Pièce de choix sur l'échiquier des réserves immobilières
susceptibles de désengorger le palais saturé, cet imposant bâtiment
classé au titre des Monuments historiques en 1929 a été
réincorporé aux dépendances du château. Destiné à accueillir
les services scientifiques, techniques et administratifs ainsi que le
pôle énergétique de ce dernier, il voit s'achever une première
campagne de travaux placée sous la responsabilité conjointe d'un
« en chef » et d'une « Équerre d'argent ».
Élevé de 1682 à 1686 au moment où le complexe palatial de Versailles atteint sa plus grande extension, le Grand Commun est un équipement mixte, dévolu à la « bouche » du roi, mais aussi au logement des courtisans et des domestiques. C'est un formidable parallélépipède « brique et pierre » qui s'intègre de manière un peu lourdaude aux volumes hiérarchisés polychromes qui constituent la séquence d'accès au château. C'est aussi un bâtiment-îlot, de plan presque carré (82 par 76 mètres), dont les quatre corps de logis de 20 mètres d'épaisseur – ils s'élèvent chacun d'un rez-de-chaussée sur cave, de deux grands étages carrés et de combles à la Mansart revêtus d'ardoise – délimitent une vaste cour pavée.

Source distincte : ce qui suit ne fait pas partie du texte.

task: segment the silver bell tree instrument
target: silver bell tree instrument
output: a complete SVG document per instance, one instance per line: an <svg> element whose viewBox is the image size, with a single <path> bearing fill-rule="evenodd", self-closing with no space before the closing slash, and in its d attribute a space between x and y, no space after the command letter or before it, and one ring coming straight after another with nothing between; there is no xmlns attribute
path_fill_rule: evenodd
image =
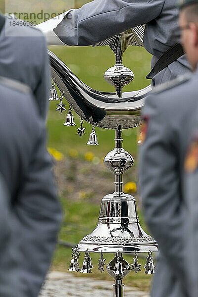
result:
<svg viewBox="0 0 198 297"><path fill-rule="evenodd" d="M102 273L106 266L104 254L114 254L114 258L106 265L107 273L115 280L114 297L124 297L122 280L125 276L130 271L137 273L141 271L138 253L148 254L145 273L155 272L151 254L158 250L155 240L140 225L135 198L123 191L123 174L133 166L134 160L123 148L122 130L141 124L141 111L146 97L151 91L151 86L122 92L124 86L134 78L132 71L122 64L122 55L129 45L143 46L144 29L144 25L139 26L95 45L108 45L115 55L116 64L105 72L104 77L115 86L116 93L101 92L90 88L79 79L53 52L49 51L52 77L61 90L62 97L64 96L70 106L65 125L74 125L72 108L81 118L78 134L81 137L85 134L83 121L90 123L92 131L87 144L95 146L98 145L96 127L115 129L115 148L103 160L107 168L114 175L115 190L102 198L98 222L94 230L72 249L69 269L70 271L80 270L82 273L92 273L93 266L91 254L94 252L100 254L98 269ZM57 105L60 112L65 107L61 98ZM78 258L81 252L85 253L85 256L80 269ZM131 253L134 255L134 263L130 265L123 259L123 255Z"/></svg>

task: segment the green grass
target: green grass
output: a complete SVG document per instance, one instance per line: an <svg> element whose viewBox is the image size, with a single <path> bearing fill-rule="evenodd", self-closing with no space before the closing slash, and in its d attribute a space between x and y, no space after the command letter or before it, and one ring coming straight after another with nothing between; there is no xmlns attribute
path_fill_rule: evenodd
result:
<svg viewBox="0 0 198 297"><path fill-rule="evenodd" d="M96 227L97 219L99 216L99 207L98 205L89 203L87 202L72 202L72 199L66 199L62 198L61 203L63 209L65 210L62 226L59 234L59 239L61 240L76 244L86 235L91 233ZM147 230L146 227L143 220L141 212L140 215L141 226ZM98 259L99 254L91 254L94 268L93 273L89 275L80 273L75 273L76 276L89 277L98 278L100 280L113 280L108 275L106 271L101 274L98 269ZM113 259L113 254L104 254L106 258L106 263ZM133 263L133 256L124 255L124 258L129 263ZM67 272L71 259L71 249L59 246L55 252L51 269L60 271ZM80 266L83 261L83 253L81 253L79 259ZM135 274L134 272L130 273L124 279L123 282L126 285L133 286L142 290L148 291L149 289L151 276L144 273L144 266L145 259L140 258L139 262L142 264L142 271ZM70 273L70 272L69 272Z"/></svg>
<svg viewBox="0 0 198 297"><path fill-rule="evenodd" d="M93 88L105 91L114 91L113 87L106 83L103 75L105 71L111 67L115 61L113 52L107 47L93 48L88 47L51 47L50 49L69 68L82 80L83 82ZM150 56L145 49L140 48L129 47L124 55L124 64L134 72L135 78L132 83L126 87L124 91L127 92L139 89L149 84L149 82L145 78L150 70ZM86 135L81 139L77 135L77 127L79 127L80 119L75 112L74 117L77 126L66 127L63 126L66 113L62 115L54 110L56 102L50 102L50 110L48 122L49 146L60 150L67 155L71 148L77 149L80 154L91 151L99 157L103 157L114 147L114 131L96 128L98 147L88 146L91 126L85 122ZM68 104L67 107L68 107ZM139 128L127 129L123 131L123 146L131 153L135 159L135 168L137 167L138 150L137 145ZM97 168L96 168L97 170ZM133 169L131 169L133 170ZM97 177L96 177L97 178ZM112 184L113 177L112 176ZM76 185L80 191L80 185ZM88 189L89 190L89 189ZM99 211L99 204L89 203L86 201L72 201L72 197L67 193L67 198L61 197L61 201L64 213L64 221L60 230L59 238L74 244L78 243L86 235L91 232L95 228L98 221ZM146 230L141 210L139 211L141 225ZM59 246L54 254L52 269L62 271L67 271L71 260L71 249ZM99 278L113 280L106 272L100 274L97 269L99 255L92 255L94 266L93 273L89 275ZM112 259L113 255L105 254L106 263ZM124 258L130 263L133 259L131 255L124 256ZM83 255L80 257L80 263L83 260ZM124 279L124 283L134 286L148 291L151 277L144 274L143 266L145 260L140 259L142 264L142 272L137 275L131 272ZM83 274L77 275L86 277Z"/></svg>

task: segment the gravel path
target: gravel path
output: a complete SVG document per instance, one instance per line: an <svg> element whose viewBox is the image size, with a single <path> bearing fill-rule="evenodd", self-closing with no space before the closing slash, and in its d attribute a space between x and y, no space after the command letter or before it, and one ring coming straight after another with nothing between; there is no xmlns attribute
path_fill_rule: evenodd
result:
<svg viewBox="0 0 198 297"><path fill-rule="evenodd" d="M48 275L40 297L112 297L113 282L52 272ZM145 292L126 286L125 297L149 297Z"/></svg>

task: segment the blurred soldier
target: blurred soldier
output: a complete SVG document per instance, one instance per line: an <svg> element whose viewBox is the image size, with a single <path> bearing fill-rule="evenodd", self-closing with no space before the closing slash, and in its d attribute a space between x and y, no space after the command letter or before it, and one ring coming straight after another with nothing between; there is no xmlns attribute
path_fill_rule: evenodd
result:
<svg viewBox="0 0 198 297"><path fill-rule="evenodd" d="M0 296L37 297L61 219L51 158L29 87L0 77L0 173L12 213L8 245L1 241L0 247Z"/></svg>
<svg viewBox="0 0 198 297"><path fill-rule="evenodd" d="M146 221L160 248L152 297L198 296L198 229L197 223L192 225L198 215L196 176L191 182L192 186L194 179L196 184L194 205L184 189L185 159L190 170L197 171L198 162L198 150L193 142L189 145L192 123L197 120L198 126L198 0L183 0L180 5L180 32L194 73L157 87L143 111L141 192Z"/></svg>
<svg viewBox="0 0 198 297"><path fill-rule="evenodd" d="M50 77L45 38L35 27L14 25L14 21L0 13L0 75L30 87L45 119Z"/></svg>
<svg viewBox="0 0 198 297"><path fill-rule="evenodd" d="M177 1L95 0L38 27L48 45L89 46L145 23L144 44L153 55L153 71L148 78L153 78L153 85L157 85L190 71L185 56L181 56L182 49L171 34L178 26Z"/></svg>

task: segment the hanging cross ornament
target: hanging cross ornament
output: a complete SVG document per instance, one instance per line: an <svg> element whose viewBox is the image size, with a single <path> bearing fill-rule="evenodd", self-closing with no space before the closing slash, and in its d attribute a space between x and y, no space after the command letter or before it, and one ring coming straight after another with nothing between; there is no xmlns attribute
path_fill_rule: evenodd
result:
<svg viewBox="0 0 198 297"><path fill-rule="evenodd" d="M122 97L122 88L134 78L130 69L122 64L122 56L129 46L143 47L145 25L127 30L115 36L94 45L93 47L109 46L115 55L116 64L104 74L105 81L114 86L118 97Z"/></svg>
<svg viewBox="0 0 198 297"><path fill-rule="evenodd" d="M99 266L98 270L99 270L101 273L102 271L104 272L104 267L106 265L105 261L106 261L106 259L104 259L103 257L103 252L101 252L100 257L99 259L99 263L98 266Z"/></svg>
<svg viewBox="0 0 198 297"><path fill-rule="evenodd" d="M83 120L81 118L81 121L80 121L80 124L81 124L80 127L78 128L78 135L80 135L80 137L82 137L82 136L84 134L85 134L85 128L83 128Z"/></svg>
<svg viewBox="0 0 198 297"><path fill-rule="evenodd" d="M62 113L62 112L66 110L66 108L65 107L66 104L63 104L62 99L63 99L63 95L64 95L64 91L61 92L61 94L60 95L60 102L58 104L56 104L57 108L56 109L56 111L59 111L60 113Z"/></svg>
<svg viewBox="0 0 198 297"><path fill-rule="evenodd" d="M141 265L138 264L138 252L137 250L135 251L135 258L133 259L134 260L134 263L133 264L131 264L132 266L131 270L137 273L138 271L141 271L140 269Z"/></svg>
<svg viewBox="0 0 198 297"><path fill-rule="evenodd" d="M80 266L78 259L80 256L80 253L76 248L72 248L72 259L71 261L69 271L79 271Z"/></svg>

La simplicité de ce découpage vertical apparent dissimule l'entresolement des volumes dont l'empilement peut porter jusqu'à dix les niveaux d'exploitation. Aux couvrements voûtés des deux niveaux inférieurs – sous-sol et rez-de-chaussée – s'opposent en altitude les planchers à la française. Six cages d'escalier principales, réparties symétriquement, assument l'essentiel des communications à l'intérieur du bâtiment. À l'horizontale, leur arborescence se limite à quatre corridors-galeries d'assez belle largeur et de rares boyaux de dégagement.
Transformé après 1789 en manufacture d'armes, puis en hôpital militaire, l'équipement royal a perdu la quasi-totalité de son second œuvre. En dépit d'un usage intense et d'adaptations continuelles, le gros œuvre très sollicité n'a subi que peu de dommages. Au XXe siècle, la création de trois monte-charges et ascenseurs a ménagé – sans doute davantage par économie de moyens que par souci patrimonial – les splendides étagements de voûtes, et ce sont des berceaux d'importance secondaire qui ont été transpercés. Enfin, pour fluidifier les circulations, le principe de l'enfilade – il ne faisait pas partie de la conception de Mansart – s'est généralisé le long des façades, moyennant le percement de seize refends transversaux. Des plans d'étage levés au XVIIIe siècle et publiés par Jacques-François Blondel font état d'agencements dont la logique nous échappe aujourd'hui : pièces et séquence de pièces commandées, locaux en second jour, regroupement de volumes et compartimentation de certains secteurs se refusent pour nous à toute hypothèse d'adaptation à quelque usage que ce soit.
RESTAURATION DU CLOS ET DU COUVERT
La lourdeur du programme et la doctrine qui prévaut en France quant à la réutilisation des monuments historiques ont engendré un partage de la maîtrise d'œuvre. Le clos couvert, les distributions majeures ont été confiés à Frédéric Didier et l'aménagement des plateaux à Bernard Desmoulin. Cette répartition des responsabilités n'a pas peu contribué à générer une absence de parti et de gouvernance architecturale, préjudiciable en définitive à la valeur patrimoniale de l'édifice. Si le terre-plein de la cour offrait dans ce bâtiment un potentiel dont on a souvent fait grand cas ailleurs, la découverte des fondations du jeu de paume de Louis XIII et des vestiges de sépultures du haut Moyen Âge lors des fouilles n'a prêché ici en faveur d'aucune intention de projet. Il est vrai que les sous-sols de la cour étaient hypothéqués d'avance : c'est là qu'il s'agissait d'implanter le pôle énergétique et la réserve des grands formats. Les images éphémères de l'immense décaissé à ciel ouvert font mesurer l'importance de l'occasion manquée, et les pavés Louis XIV qui seront reposés à la chaux constituent un frugal lot de consolation !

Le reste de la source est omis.